Problem plotting pandas dataframe containing arrays

I have a tricky question for you concerning data structure in pandas for plotting with seaborn.

Let's imagine, I have several experiments, each of them performed in different conditions. The result of each experiment is an array with a few thousand floats.

I was considering to have all the experiment results stored in a single pandas dataframe, in the so-called long-format, i.e. each row is one experiment, and each column is a variable. Almost all the variables are used to define the experimental conditions and then one variable containing the array of float with experiment results.

Something like this:

df = pd.DataFrame({'id':[1,2], 'temp':[21,22], 'oven':[0,1], 'values':[[1,2,3,4,5], [10,11,12,12,15,16,17]]})

So far so good.

Now I would like to use seaborn to make some plots. Imagine I want to plot an histogram of the values using id as a category.

I would do:

sns.histplot(df, x='values', hue='id')

But if I do so, I get an error message complaining that list is an unhashable type.

As a workaround, I changed the data structure, so that I have a row for each of the floats in the experiment results, but this is making the table unnecessarily huge.

Do you have any suggestion for me?

Solution

A flat/tidy DataFrame would be almost the same, but having one row per point.

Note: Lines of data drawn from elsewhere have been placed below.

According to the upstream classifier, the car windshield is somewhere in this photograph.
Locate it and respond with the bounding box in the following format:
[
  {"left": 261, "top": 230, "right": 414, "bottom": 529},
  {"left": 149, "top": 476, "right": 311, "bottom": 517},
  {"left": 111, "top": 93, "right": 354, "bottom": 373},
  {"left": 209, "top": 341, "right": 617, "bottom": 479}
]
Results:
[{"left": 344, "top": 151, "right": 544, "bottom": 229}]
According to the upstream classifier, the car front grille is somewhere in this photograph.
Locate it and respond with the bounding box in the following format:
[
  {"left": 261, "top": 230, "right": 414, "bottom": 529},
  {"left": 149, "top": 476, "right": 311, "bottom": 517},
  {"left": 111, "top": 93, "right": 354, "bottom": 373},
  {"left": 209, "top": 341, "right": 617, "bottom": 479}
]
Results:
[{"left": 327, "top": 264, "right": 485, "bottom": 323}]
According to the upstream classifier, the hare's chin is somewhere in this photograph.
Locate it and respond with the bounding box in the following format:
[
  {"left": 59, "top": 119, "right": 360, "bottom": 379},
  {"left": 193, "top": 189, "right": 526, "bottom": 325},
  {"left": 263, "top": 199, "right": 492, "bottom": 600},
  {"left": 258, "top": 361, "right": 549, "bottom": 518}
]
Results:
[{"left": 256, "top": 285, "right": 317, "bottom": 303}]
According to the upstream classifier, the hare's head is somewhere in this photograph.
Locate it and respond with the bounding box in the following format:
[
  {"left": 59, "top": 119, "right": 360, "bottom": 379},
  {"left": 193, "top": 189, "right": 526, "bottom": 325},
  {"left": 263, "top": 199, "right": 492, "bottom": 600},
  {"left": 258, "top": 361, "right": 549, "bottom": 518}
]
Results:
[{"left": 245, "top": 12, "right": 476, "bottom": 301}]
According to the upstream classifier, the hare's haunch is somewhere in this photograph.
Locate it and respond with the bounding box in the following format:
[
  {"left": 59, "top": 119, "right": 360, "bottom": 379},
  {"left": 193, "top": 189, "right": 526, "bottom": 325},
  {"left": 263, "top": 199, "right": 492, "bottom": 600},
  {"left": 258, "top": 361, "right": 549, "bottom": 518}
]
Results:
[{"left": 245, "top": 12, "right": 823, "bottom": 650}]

If you explode your dataset, this would work:

df_flat = df.explode('values')

sns.histplot(df_flat, x='values', hue='id')

Output:

Another option, would be to build a dictionary:

sns.histplot(dict(zip(df['id'], df['values'])))

# or
sns.histplot({k: v.squeeze() for k,v in df.groupby('id')['values']})

Output:

Finally, you can always plot manually:

ax = plt.subplot()

for row in df.index:
    ax.hist(df.loc[row, 'values'], label=df.loc[row, 'id'])
ax.legend()